Published May 06, 2005
| Associated Press
SEATTLE – After being criticized for quietly dropping support for a state gay rights bill, Microsoft Corp. (MSFT) chief executive Steve Ballmer (search) told employees Friday that management would publicly back such legislation in the future.
Ballmer's e-mail, posted on "Scobleizer: Microsoft Geek Blogger," came two weeks after activists accused the company of caving to pressure from an evangelical pastor who had threatened to launch a nationwide boycott of the software company.
"After looking at the question from a diversity in the workplace is such an important issue for our business that it should be included in our legislative agenda," Ballmer wrote.
Joe Solmonese, president of the Human Rights Campaign (search), the nation's largest gay rights group, applauded Ballmer's comments.
"We are proud that Microsoft did the right thing and has come down squarely on the side of fairness for all employees," Solmonese said in a statement. "It is clear from Mr. Ballmer's statement that it is a business imperative to value a diverse workforce and support public policy that reinforces that principle."
Ballmer said he would not discuss what prompted Microsoft to take a neutral stance this year on a bill it had actively supported in the past.
Microsoft had earlier claimed that its decision preceded a meeting with the Rev. Ken Hutcherson (search), pastor of a local church who has organized anti-gay-marriage rallies in Seattle and Washington, D.C.
Hutcherson could not immediately be reached for comment Friday. He has said he pressured Microsoft (search) after hearing two employees testify in favor of a bill in the Washington state legislature that would have banned discrimination against gays in housing, employment and insurance.
The bill died by a single vote in the state Senate in late April.

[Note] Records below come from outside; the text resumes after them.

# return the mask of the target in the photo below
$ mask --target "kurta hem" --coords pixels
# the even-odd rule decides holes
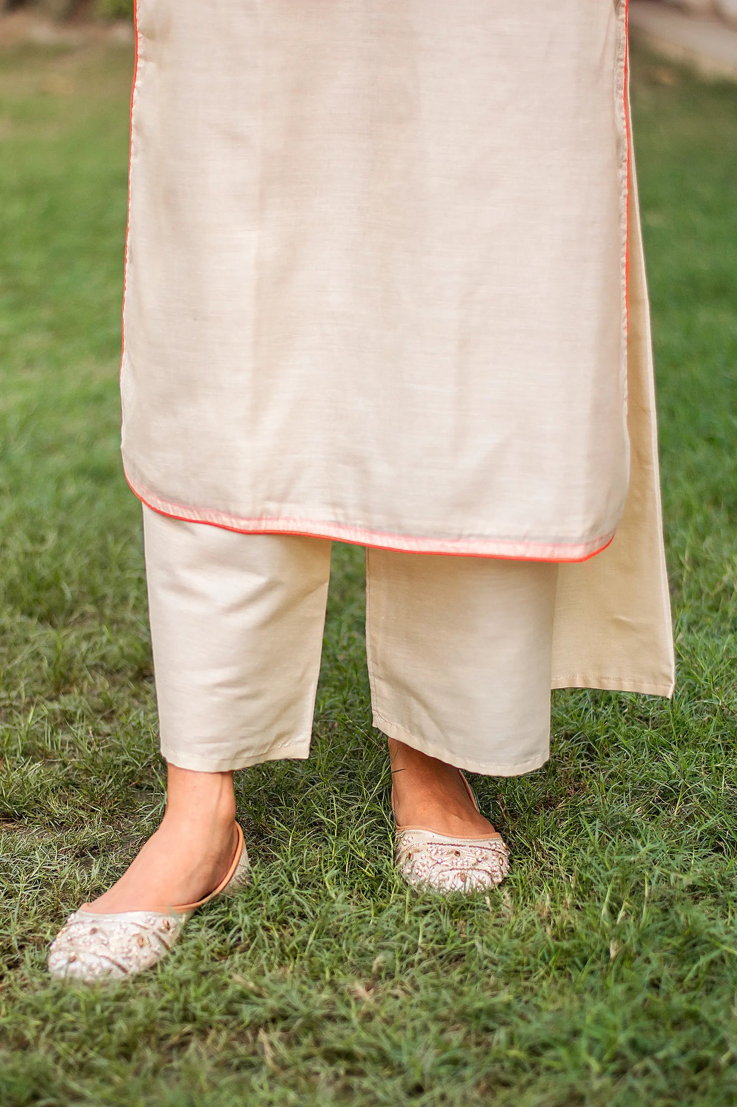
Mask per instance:
[[[333,541],[370,546],[375,549],[397,550],[403,554],[435,554],[456,557],[508,558],[517,561],[581,562],[601,554],[611,545],[614,534],[604,535],[587,542],[538,542],[508,538],[439,538],[418,535],[394,535],[368,527],[349,526],[328,519],[304,519],[275,516],[244,519],[225,511],[210,508],[194,508],[186,504],[175,504],[157,496],[150,488],[135,482],[127,468],[125,477],[130,489],[141,504],[185,523],[203,523],[239,534],[299,535],[309,538],[325,538]]]
[[[386,734],[388,738],[393,738],[396,742],[403,742],[406,746],[419,749],[420,753],[428,754],[429,757],[436,757],[446,765],[453,765],[455,768],[462,768],[468,773],[480,773],[482,776],[524,776],[526,773],[534,773],[536,768],[541,768],[550,758],[549,737],[544,754],[530,757],[526,762],[502,765],[498,762],[483,762],[474,757],[460,757],[445,746],[441,746],[435,742],[428,742],[427,738],[419,738],[417,734],[412,734],[403,726],[400,726],[399,723],[390,723],[376,711],[373,712],[373,725],[378,731]]]

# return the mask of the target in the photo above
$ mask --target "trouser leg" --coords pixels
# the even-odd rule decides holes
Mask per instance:
[[[543,765],[557,573],[536,561],[368,550],[375,726],[471,772]]]
[[[223,772],[307,757],[330,542],[144,508],[161,753]]]

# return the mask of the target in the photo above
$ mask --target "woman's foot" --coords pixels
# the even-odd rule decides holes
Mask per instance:
[[[394,819],[398,827],[452,838],[488,838],[494,827],[476,809],[453,765],[389,738]]]
[[[169,765],[161,825],[88,909],[114,913],[196,903],[224,878],[238,841],[233,774]]]

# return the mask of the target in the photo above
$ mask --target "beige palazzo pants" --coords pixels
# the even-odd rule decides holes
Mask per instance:
[[[307,757],[331,544],[144,508],[161,752],[222,772]],[[558,567],[367,549],[373,723],[495,776],[548,758]]]
[[[520,773],[550,686],[671,694],[627,8],[138,0],[123,456],[175,764],[306,755],[330,539],[410,745]]]

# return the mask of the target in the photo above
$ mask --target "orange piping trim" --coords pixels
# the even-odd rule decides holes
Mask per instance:
[[[124,469],[125,473],[125,469]],[[152,504],[146,498],[144,493],[139,492],[135,485],[131,483],[130,477],[125,473],[125,478],[128,482],[128,486],[133,494],[144,504],[146,507],[150,508],[151,511],[156,511],[157,515],[165,515],[169,519],[177,519],[179,523],[192,523],[197,526],[206,527],[217,527],[219,530],[230,530],[232,534],[236,535],[294,535],[298,538],[322,538],[327,541],[338,541],[347,542],[354,546],[368,546],[371,549],[380,550],[392,550],[396,554],[419,554],[429,555],[433,557],[477,557],[477,558],[488,558],[498,561],[546,561],[555,565],[580,565],[583,561],[589,561],[591,558],[597,557],[598,554],[602,554],[614,540],[614,535],[607,536],[607,538],[594,539],[594,541],[601,541],[602,545],[597,547],[594,550],[589,550],[586,554],[573,556],[573,557],[545,557],[536,551],[535,542],[512,542],[506,540],[496,541],[495,539],[481,539],[476,542],[476,546],[483,545],[485,541],[488,545],[495,544],[498,546],[522,546],[525,549],[533,550],[531,554],[486,554],[481,550],[453,550],[445,548],[448,545],[453,542],[453,539],[446,539],[443,542],[443,549],[414,549],[412,542],[422,541],[423,539],[418,539],[415,536],[402,536],[402,535],[382,535],[376,531],[365,530],[361,527],[344,527],[340,524],[325,524],[315,523],[310,520],[294,520],[297,526],[288,525],[286,519],[275,520],[275,519],[253,519],[253,520],[239,520],[240,525],[235,525],[235,520],[231,523],[215,523],[213,519],[202,519],[193,518],[194,513],[190,508],[186,508],[181,505],[168,504],[166,501],[159,500],[157,504]],[[158,500],[158,497],[156,497]],[[166,507],[165,507],[166,504]],[[189,511],[187,514],[178,514],[179,511]],[[270,526],[270,524],[276,524],[278,526]],[[291,521],[291,520],[289,520]],[[251,525],[249,525],[251,524]],[[264,524],[266,524],[264,526]],[[308,526],[309,530],[302,530],[298,525]],[[350,532],[350,537],[348,536]],[[392,542],[393,539],[393,542]],[[432,539],[427,539],[432,542]],[[457,545],[466,541],[466,539],[457,539]],[[540,548],[549,549],[550,546],[560,546],[562,544],[539,544],[537,549]],[[589,545],[589,544],[586,544]]]

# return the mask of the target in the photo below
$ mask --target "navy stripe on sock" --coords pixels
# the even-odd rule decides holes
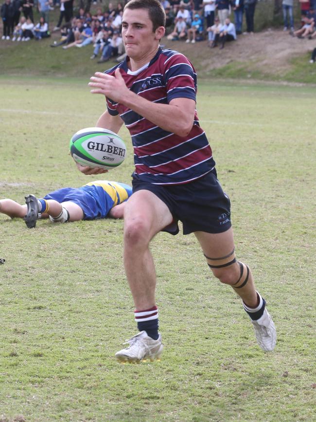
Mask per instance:
[[[143,321],[137,323],[137,328],[140,331],[145,331],[147,335],[154,340],[157,340],[159,337],[158,328],[159,327],[158,318],[150,321]]]
[[[245,310],[253,321],[256,321],[257,319],[259,319],[259,318],[261,318],[263,314],[264,308],[265,307],[265,301],[263,297],[262,298],[262,306],[261,309],[259,309],[259,311],[257,311],[256,312],[249,312],[248,311],[246,311],[246,309]]]

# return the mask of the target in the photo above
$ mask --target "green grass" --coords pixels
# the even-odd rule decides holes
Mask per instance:
[[[0,78],[0,197],[23,202],[94,180],[69,139],[104,99],[88,79]],[[211,276],[193,235],[152,250],[165,351],[120,365],[135,332],[121,220],[34,230],[0,216],[0,420],[315,421],[313,87],[202,83],[198,112],[232,203],[237,256],[251,267],[278,342],[257,346],[239,299]],[[130,183],[132,152],[106,175]]]

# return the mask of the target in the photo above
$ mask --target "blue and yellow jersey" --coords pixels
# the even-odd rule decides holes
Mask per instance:
[[[84,212],[84,220],[103,219],[116,205],[126,201],[132,195],[131,186],[118,182],[97,180],[81,187],[64,187],[51,192],[44,199],[54,199],[62,203],[71,201]]]

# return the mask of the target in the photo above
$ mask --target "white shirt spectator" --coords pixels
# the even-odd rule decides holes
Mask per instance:
[[[179,34],[182,31],[185,31],[187,29],[187,24],[182,19],[181,20],[178,20],[176,24],[176,30]]]
[[[203,0],[203,4],[204,6],[204,12],[215,11],[215,0]]]
[[[234,24],[231,22],[228,25],[226,25],[225,23],[222,26],[222,27],[221,28],[221,32],[224,32],[224,31],[229,35],[231,35],[233,37],[234,39],[236,39],[237,36],[236,35],[236,28],[235,28]]]
[[[183,9],[182,10],[181,9],[178,13],[176,14],[176,18],[177,19],[179,16],[182,16],[183,18],[183,20],[185,20],[187,23],[188,23],[190,21],[190,12],[189,10],[186,9]]]
[[[28,23],[27,22],[24,22],[21,28],[23,31],[25,31],[26,29],[29,29],[30,31],[33,31],[34,28],[34,24],[32,22],[30,23]]]
[[[110,39],[109,39],[110,41],[110,45],[111,47],[119,47],[121,45],[121,44],[123,42],[123,39],[120,37],[118,37],[116,38],[111,38]]]
[[[115,18],[112,22],[112,26],[113,28],[119,29],[120,27],[122,25],[122,17],[121,15],[117,15],[115,17]]]

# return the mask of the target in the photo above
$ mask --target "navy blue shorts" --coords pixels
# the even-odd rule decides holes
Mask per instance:
[[[166,204],[174,220],[182,223],[184,235],[197,231],[221,233],[231,226],[230,201],[217,180],[215,169],[183,184],[153,184],[133,179],[133,192],[141,189],[152,192]],[[176,235],[177,224],[164,231]]]

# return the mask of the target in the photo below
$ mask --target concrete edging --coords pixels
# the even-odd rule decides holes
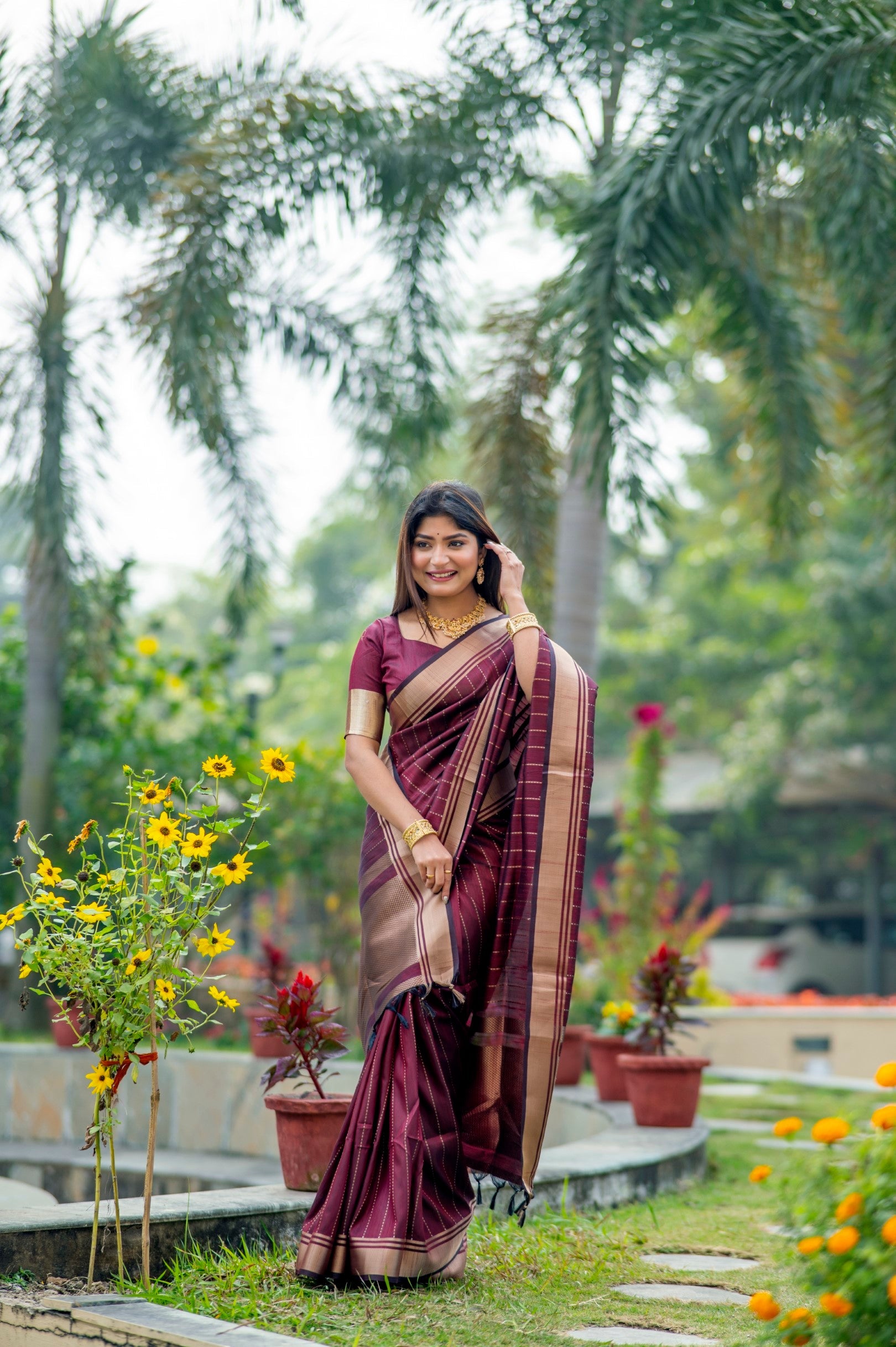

Bloggers called the company a corporate coward, and a prominent gay rights group asked for repossession of a civil rights award it bestowed on Microsoft four years ago.
In his e-mail Friday, Ballmer said the company would continue to focus its lobbying efforts on issues that most directly affect Microsoft, such as Internet safety, intellectual property rights, free trade and a healthy business climate.
"I'm proud of Microsoft's commitment to non-discrimination in our internal policies and benefits, but our policies can't cover the range of housing, education, financial and similar services that our people and their partners and families need.
"Therefore, it's appropriate for the company to support legislation that will promote and protect diversity in the workplace."